Although pre-transfusion medications such as acetaminophen and diphenhydramine are not always effective6, most transfusion reactions are easily treated. When urticaria occurs, diphenhydramine may be administered. Severe urticarial reactions may require treatment with methylpredonisolone or predonine. Once a severe reaction develops or anaphylaxis occurs, prompt action should be taken to maintain oxygenation levels and stabilize hypotension. Epinephrine may be administered intramuscularly or subcutaneously. In case the patient is unconscious or in shock, epinephrine may be given intravenously. If bronchospasm is present, respiratory symptoms may not respond to epinephrine, and adding a beta II agonist or aminophylline may be required. The three approaches that have been employed to transfuse IgA-deficient patients with anti-IgA are: (1) autologous blood transfusion, (2) transfusion with fully washed red blood cell (RBC) or platelet (PLT) components, or (3) transfusion components from IgA-poor blood donors3.

Miscellaneous facts

Gonorrhea patients can have low IgA levels/function due to the ability of the bacteria to cleave IgA into its Fab and Fc fragments. Other bacterial such as pneumococcus may also have this ability.

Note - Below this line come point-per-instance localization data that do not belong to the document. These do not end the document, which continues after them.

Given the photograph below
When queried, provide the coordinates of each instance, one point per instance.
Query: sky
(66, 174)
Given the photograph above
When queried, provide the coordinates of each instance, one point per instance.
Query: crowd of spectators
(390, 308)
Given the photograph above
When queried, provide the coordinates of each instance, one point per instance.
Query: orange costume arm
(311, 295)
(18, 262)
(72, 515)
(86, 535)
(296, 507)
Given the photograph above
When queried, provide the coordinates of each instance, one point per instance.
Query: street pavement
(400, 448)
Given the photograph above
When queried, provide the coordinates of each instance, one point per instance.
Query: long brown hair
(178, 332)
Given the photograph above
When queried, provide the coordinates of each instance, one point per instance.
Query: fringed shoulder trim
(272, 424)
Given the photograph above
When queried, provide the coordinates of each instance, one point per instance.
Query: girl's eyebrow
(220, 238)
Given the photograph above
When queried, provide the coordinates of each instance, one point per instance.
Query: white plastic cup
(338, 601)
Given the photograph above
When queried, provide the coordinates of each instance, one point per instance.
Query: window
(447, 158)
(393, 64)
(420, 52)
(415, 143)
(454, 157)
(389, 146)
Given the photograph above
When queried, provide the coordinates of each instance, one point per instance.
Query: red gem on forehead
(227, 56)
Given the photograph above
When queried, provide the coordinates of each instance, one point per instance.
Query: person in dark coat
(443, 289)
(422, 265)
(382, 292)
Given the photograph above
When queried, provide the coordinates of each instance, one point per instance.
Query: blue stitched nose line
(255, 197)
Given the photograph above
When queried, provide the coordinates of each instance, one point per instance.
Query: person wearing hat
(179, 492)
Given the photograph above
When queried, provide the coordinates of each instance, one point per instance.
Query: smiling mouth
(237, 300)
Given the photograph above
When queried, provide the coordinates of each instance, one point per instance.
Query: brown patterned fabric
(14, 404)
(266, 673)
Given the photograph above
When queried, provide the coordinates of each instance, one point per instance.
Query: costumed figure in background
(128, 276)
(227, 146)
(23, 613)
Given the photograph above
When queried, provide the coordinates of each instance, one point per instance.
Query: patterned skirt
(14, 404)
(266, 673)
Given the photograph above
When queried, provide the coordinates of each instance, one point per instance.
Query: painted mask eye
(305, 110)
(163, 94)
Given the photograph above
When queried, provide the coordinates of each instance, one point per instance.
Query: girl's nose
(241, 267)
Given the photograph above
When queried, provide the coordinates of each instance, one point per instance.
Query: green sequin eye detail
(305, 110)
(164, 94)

CASE CONCLUSION The patient's symptoms resolved after treatment with solumedrol and Benadryl. The patient received 2 units of washed red blood cells several hours later without any adverse reactions reported. Laboratory investigation for hemolysis was negative. Since the patient had a transfusion history of receiving 4 units of unwashed red blood cells without allergic reaction in 10/2000, an IgA level was measured and determined to be less than 7 mg/dL (normal range: 82 - 453 mg/dL). It was recommended that the patient receive washed cellular blood components and be premedicated with antihistamines and steroids for future transfusions. The patient subsequently underwent EGD and was found to have a large ulcerated jejunal mass proven to be a large B-cell lymphoma.

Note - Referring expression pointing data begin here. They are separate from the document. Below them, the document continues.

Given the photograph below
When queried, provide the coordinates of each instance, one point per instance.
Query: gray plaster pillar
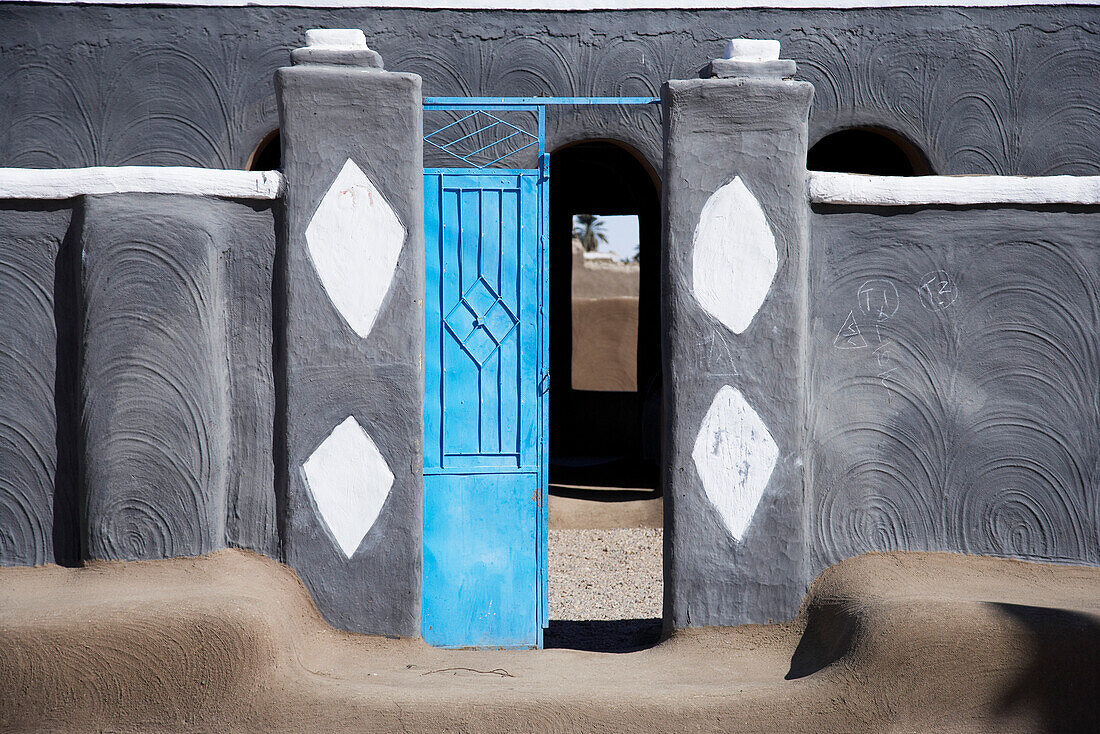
(353, 281)
(736, 243)
(34, 486)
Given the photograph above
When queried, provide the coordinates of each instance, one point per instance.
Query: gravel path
(605, 573)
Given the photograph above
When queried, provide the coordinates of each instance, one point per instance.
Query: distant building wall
(993, 90)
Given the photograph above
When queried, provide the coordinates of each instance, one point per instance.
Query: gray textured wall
(718, 130)
(980, 90)
(967, 418)
(135, 346)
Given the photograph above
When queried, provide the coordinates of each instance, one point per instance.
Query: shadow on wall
(598, 437)
(603, 635)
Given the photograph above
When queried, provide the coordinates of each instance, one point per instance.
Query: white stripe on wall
(66, 183)
(856, 189)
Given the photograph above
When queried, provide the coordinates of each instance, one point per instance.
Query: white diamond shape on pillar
(354, 239)
(734, 256)
(350, 482)
(735, 456)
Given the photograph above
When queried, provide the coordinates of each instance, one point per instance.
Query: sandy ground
(602, 574)
(886, 643)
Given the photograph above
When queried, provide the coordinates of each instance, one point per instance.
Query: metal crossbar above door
(486, 369)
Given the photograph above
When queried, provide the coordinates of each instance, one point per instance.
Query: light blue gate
(485, 493)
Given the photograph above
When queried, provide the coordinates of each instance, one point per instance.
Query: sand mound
(897, 642)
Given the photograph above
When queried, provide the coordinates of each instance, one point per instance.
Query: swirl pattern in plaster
(734, 455)
(734, 256)
(354, 240)
(349, 481)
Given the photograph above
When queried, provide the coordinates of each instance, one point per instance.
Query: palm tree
(590, 230)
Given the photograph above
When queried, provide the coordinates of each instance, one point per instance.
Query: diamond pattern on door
(481, 321)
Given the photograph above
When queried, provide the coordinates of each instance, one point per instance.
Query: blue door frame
(486, 374)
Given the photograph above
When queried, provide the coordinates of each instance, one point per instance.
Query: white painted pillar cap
(336, 37)
(751, 50)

  1. Singh K1, Chang C, Gershwin ME. IgA deficiency and autoimmunity. Autoimmun Rev. 2014 Feb;13(2):163-77.
  2. Mertin S, Thomson I. What you need to know about IgA deficiency: A case study. J Am Assoc Nurse Pract. 2014 May;26(5):268-72.
  3. Feng ML, Zhao YL. Prevalence of immunoglobulin A deficiency in Chinese blood donors and evaluation of anaphylactic transfusion reaction risk. Transfus Med. 2011 Oct;21(5):338-43.
  4. Yei, L. Selective IgA deficiency. J Clin Immunol. 2010 Jan;30(1):10-6.
  5. Vyas GN, Perkins HA. Anaphylactoid transfusion reactions associated with anti-IgA. Lancet. 1968 Aug 10;2(7563):312-5.
  6. Hirayama F. Current understanding of allergic transfusion reactions: incidence, pathogenesis, laboratory tests, prevention and treatment. Br J Haematol. 2013 Feb;160(4):434-44.
  7. Sandler SG1, Mallory D. IgA anaphylactic transfusion reactions. Transfus Med Rev. 1995 Jan;9(1):1-8.